My point is that we have serious racial issues in this country, and the conviction of Derek Chauvin, while absolutely necessary to any semblance of justice at all, will do nothing toward addressing the broader disparities outlined above.
And yet, it is and has always been my thesis that as horrible as America’s racial issues are– and they are horrible– they are ostensibly part of a broader distraction by which the tiny number of truly powerful people (they are also super-rich, because money and power are now synonymous in the American system of government to the highest bidder) manage to continue to execute a 400 year old “divide and conquer” technology. This is why time and again, it seems almost impossible for Americans to obtain “class solidarity” across racial lines.
And of course, while it’s obvious that this is the stock and trade of the Republicans, the more right wing of the two right-wing parties in the American political duopoly, do not be fooled for one second that the Democrats are not playing the same game. And not just the obvious support for mass incarceration, the war on drugs, increased funding of ever more violent police and other policies that invariably are enforced on a racial basis, but right now, I submit to you that black people would benefit dramatically from policies such as an increased minimum wage, student loan forgiveness, universal health care, and while we’re at it, increased education funding (and detached from local property taxes), and more widely available child care provisions. The problem with those things isn’t that they would benefit communities of color: it is that they would (1) engender actual change and possible social mobility that might ultimately threaten the powerful and (2) cost the already affluent money that the Democratic donor base is simply not willing to spend. Fighting the culture wars, including giving lip service such as putting a “Black Lives Matter” sign on your lawn (perhaps in the Hamptons or on Martha’s Vineyard) is just so much cheaper.
And so you see where I’m going: we are an insanely racially divided country, but now, it seems to be a bipartisan value to exploit this.

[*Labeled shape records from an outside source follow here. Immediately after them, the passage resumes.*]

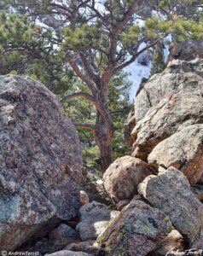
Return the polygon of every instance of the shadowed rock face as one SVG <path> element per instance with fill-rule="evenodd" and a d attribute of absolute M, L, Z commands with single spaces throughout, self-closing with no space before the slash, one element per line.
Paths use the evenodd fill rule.
<path fill-rule="evenodd" d="M 56 97 L 32 79 L 0 77 L 0 250 L 78 213 L 81 161 Z"/>
<path fill-rule="evenodd" d="M 131 200 L 137 194 L 137 186 L 154 170 L 144 161 L 132 156 L 118 158 L 103 175 L 104 188 L 115 203 Z"/>
<path fill-rule="evenodd" d="M 133 142 L 132 156 L 148 160 L 153 166 L 181 169 L 192 183 L 201 181 L 202 140 L 200 138 L 194 145 L 194 141 L 187 137 L 191 136 L 189 129 L 181 131 L 203 124 L 203 59 L 169 62 L 161 73 L 152 76 L 142 86 L 134 108 L 134 116 L 130 116 L 125 127 L 125 141 L 130 144 Z M 160 144 L 162 141 L 166 144 Z M 185 144 L 188 150 L 181 153 Z"/>
<path fill-rule="evenodd" d="M 203 206 L 180 171 L 170 167 L 158 176 L 148 176 L 139 184 L 138 192 L 170 217 L 191 248 L 203 248 Z"/>
<path fill-rule="evenodd" d="M 160 143 L 148 155 L 148 163 L 182 171 L 190 183 L 203 173 L 203 125 L 182 129 Z"/>
<path fill-rule="evenodd" d="M 169 217 L 136 196 L 112 223 L 97 242 L 107 255 L 148 255 L 171 231 Z"/>
<path fill-rule="evenodd" d="M 191 61 L 203 58 L 203 41 L 187 39 L 180 44 L 172 42 L 170 45 L 168 61 L 173 59 Z"/>

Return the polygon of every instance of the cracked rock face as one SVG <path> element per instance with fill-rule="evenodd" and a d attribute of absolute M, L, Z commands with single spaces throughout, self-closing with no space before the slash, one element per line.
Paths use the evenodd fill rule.
<path fill-rule="evenodd" d="M 203 206 L 180 171 L 170 167 L 158 176 L 148 176 L 139 184 L 138 192 L 170 217 L 191 248 L 203 248 Z"/>
<path fill-rule="evenodd" d="M 125 127 L 125 141 L 133 143 L 132 156 L 147 161 L 160 142 L 203 123 L 202 70 L 202 59 L 173 60 L 143 84 L 135 99 L 133 123 L 129 119 Z"/>
<path fill-rule="evenodd" d="M 203 93 L 203 61 L 173 60 L 161 73 L 155 74 L 144 84 L 135 100 L 135 119 L 142 119 L 148 110 L 168 96 L 179 92 Z"/>
<path fill-rule="evenodd" d="M 148 255 L 172 230 L 169 217 L 136 196 L 97 242 L 107 255 Z"/>
<path fill-rule="evenodd" d="M 132 131 L 136 137 L 135 155 L 146 160 L 164 139 L 188 125 L 202 123 L 202 102 L 203 97 L 199 91 L 180 92 L 149 108 Z"/>
<path fill-rule="evenodd" d="M 118 158 L 103 175 L 104 188 L 115 203 L 131 200 L 137 194 L 137 186 L 153 169 L 144 161 L 132 156 Z"/>
<path fill-rule="evenodd" d="M 14 250 L 79 207 L 81 152 L 73 125 L 42 84 L 0 77 L 0 250 Z"/>
<path fill-rule="evenodd" d="M 190 183 L 203 173 L 203 125 L 182 129 L 160 143 L 148 155 L 148 163 L 182 171 Z"/>

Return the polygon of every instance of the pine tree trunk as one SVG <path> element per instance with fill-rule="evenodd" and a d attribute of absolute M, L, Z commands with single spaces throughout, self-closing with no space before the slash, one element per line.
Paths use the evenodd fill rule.
<path fill-rule="evenodd" d="M 109 128 L 111 127 L 111 128 Z M 102 172 L 113 162 L 113 148 L 112 138 L 113 134 L 113 122 L 109 119 L 109 123 L 104 122 L 101 115 L 97 115 L 96 123 L 96 142 L 100 149 L 100 163 Z"/>

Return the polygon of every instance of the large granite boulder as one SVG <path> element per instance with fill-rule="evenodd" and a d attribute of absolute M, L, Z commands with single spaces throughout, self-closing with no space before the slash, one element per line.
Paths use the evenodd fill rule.
<path fill-rule="evenodd" d="M 82 241 L 96 240 L 105 231 L 109 222 L 119 212 L 96 201 L 84 205 L 79 209 L 80 222 L 76 227 L 80 239 Z"/>
<path fill-rule="evenodd" d="M 74 126 L 42 84 L 0 77 L 0 250 L 14 250 L 79 207 L 81 151 Z"/>
<path fill-rule="evenodd" d="M 179 92 L 152 107 L 132 131 L 134 155 L 142 160 L 161 141 L 186 126 L 203 120 L 203 96 L 200 90 Z"/>
<path fill-rule="evenodd" d="M 143 84 L 135 99 L 135 119 L 142 119 L 148 110 L 176 93 L 203 92 L 203 59 L 191 61 L 173 60 L 161 73 Z"/>
<path fill-rule="evenodd" d="M 107 255 L 145 256 L 173 229 L 170 218 L 135 197 L 98 237 Z"/>
<path fill-rule="evenodd" d="M 183 236 L 173 230 L 164 240 L 159 242 L 154 250 L 148 256 L 175 256 L 176 253 L 183 255 L 187 250 L 187 244 Z M 183 254 L 181 254 L 183 252 Z"/>
<path fill-rule="evenodd" d="M 139 184 L 138 191 L 170 217 L 191 248 L 203 249 L 203 205 L 190 190 L 183 172 L 170 167 L 158 176 L 148 176 Z"/>
<path fill-rule="evenodd" d="M 197 183 L 203 173 L 203 125 L 182 129 L 160 143 L 148 155 L 148 163 L 182 171 L 190 183 Z"/>
<path fill-rule="evenodd" d="M 125 141 L 134 142 L 132 156 L 147 161 L 161 141 L 203 123 L 202 70 L 203 59 L 173 60 L 162 73 L 143 84 L 135 99 L 134 116 L 125 128 Z"/>
<path fill-rule="evenodd" d="M 137 186 L 153 169 L 144 161 L 132 156 L 118 158 L 103 175 L 104 188 L 114 203 L 132 199 L 137 194 Z"/>

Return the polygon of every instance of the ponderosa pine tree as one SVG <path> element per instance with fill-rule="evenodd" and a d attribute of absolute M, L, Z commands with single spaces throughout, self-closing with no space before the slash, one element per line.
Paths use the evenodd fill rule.
<path fill-rule="evenodd" d="M 111 79 L 170 33 L 177 33 L 179 40 L 202 36 L 202 25 L 179 13 L 183 1 L 158 1 L 157 5 L 154 2 L 157 15 L 142 26 L 135 25 L 140 20 L 136 15 L 140 6 L 135 0 L 14 1 L 20 13 L 48 25 L 59 55 L 85 84 L 85 90 L 66 96 L 61 102 L 80 96 L 96 108 L 95 124 L 76 126 L 93 132 L 103 172 L 113 155 L 113 122 L 107 104 Z M 194 11 L 196 2 L 184 1 L 184 6 Z"/>

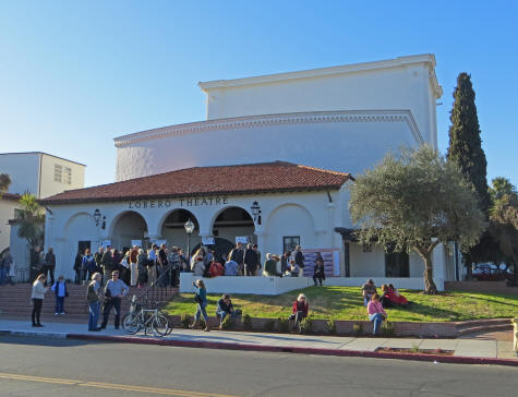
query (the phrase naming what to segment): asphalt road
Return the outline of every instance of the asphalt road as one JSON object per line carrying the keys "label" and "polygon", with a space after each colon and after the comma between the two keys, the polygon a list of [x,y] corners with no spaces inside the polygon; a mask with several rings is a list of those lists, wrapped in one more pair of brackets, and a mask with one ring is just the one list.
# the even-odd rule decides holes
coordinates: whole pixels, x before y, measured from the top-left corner
{"label": "asphalt road", "polygon": [[516,396],[518,370],[0,336],[0,396]]}

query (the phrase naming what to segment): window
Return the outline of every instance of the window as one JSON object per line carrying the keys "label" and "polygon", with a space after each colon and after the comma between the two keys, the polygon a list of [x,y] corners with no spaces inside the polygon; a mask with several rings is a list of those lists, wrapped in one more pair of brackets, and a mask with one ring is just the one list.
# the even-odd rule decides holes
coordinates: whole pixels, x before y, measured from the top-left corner
{"label": "window", "polygon": [[53,165],[53,180],[60,183],[63,181],[63,166],[59,164]]}
{"label": "window", "polygon": [[410,277],[408,253],[385,253],[385,277]]}
{"label": "window", "polygon": [[72,168],[64,167],[63,183],[72,184]]}
{"label": "window", "polygon": [[282,238],[282,253],[293,252],[297,245],[300,245],[300,236],[285,236]]}

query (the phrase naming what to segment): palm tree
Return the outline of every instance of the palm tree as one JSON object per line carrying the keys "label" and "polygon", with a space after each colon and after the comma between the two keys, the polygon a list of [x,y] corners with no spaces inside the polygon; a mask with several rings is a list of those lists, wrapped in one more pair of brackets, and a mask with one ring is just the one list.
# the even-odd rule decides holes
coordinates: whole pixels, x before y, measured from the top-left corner
{"label": "palm tree", "polygon": [[0,193],[5,193],[11,184],[11,178],[7,173],[0,173]]}

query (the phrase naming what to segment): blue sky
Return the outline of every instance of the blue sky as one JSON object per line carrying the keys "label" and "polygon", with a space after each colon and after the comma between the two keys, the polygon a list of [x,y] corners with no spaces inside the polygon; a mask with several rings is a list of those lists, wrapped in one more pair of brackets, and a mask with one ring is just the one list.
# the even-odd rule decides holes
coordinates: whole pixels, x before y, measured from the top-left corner
{"label": "blue sky", "polygon": [[432,52],[448,144],[471,74],[487,177],[518,183],[515,1],[1,1],[0,152],[43,151],[115,179],[112,139],[203,120],[198,81]]}

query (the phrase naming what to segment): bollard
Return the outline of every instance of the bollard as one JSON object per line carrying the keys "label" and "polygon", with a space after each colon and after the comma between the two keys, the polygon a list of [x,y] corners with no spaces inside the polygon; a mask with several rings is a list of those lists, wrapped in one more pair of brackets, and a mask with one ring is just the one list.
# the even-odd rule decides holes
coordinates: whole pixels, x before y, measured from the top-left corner
{"label": "bollard", "polygon": [[515,352],[518,354],[518,317],[515,317],[511,320],[514,329],[513,329],[513,346],[515,349]]}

That way, we remain a country without social mobility or anything that might threaten the ruling class (while the “middle class,” now representing perhaps the 80th to 98th or 99th income/wealth percentiles desperately clings to the privileges that they still have, while the 1%, and especially the tiny fraction at the top of the 1%, pretty much sucks all the gains that the economy and the society have to offer, while the lower 80% falls further and further behind; lather, rinse, repeat, etc.)
Isn’t all that wonderful? So while I am more than glad to see that Mr. Chauvin is not excused for a cold blooded murder just because he is a police officer and will get the long prison sentence he deserves, I recognize that this is just one tiny piece of a rather unattractive puzzle of the American… thing. This has been… “Unusual conviction of the plague year.”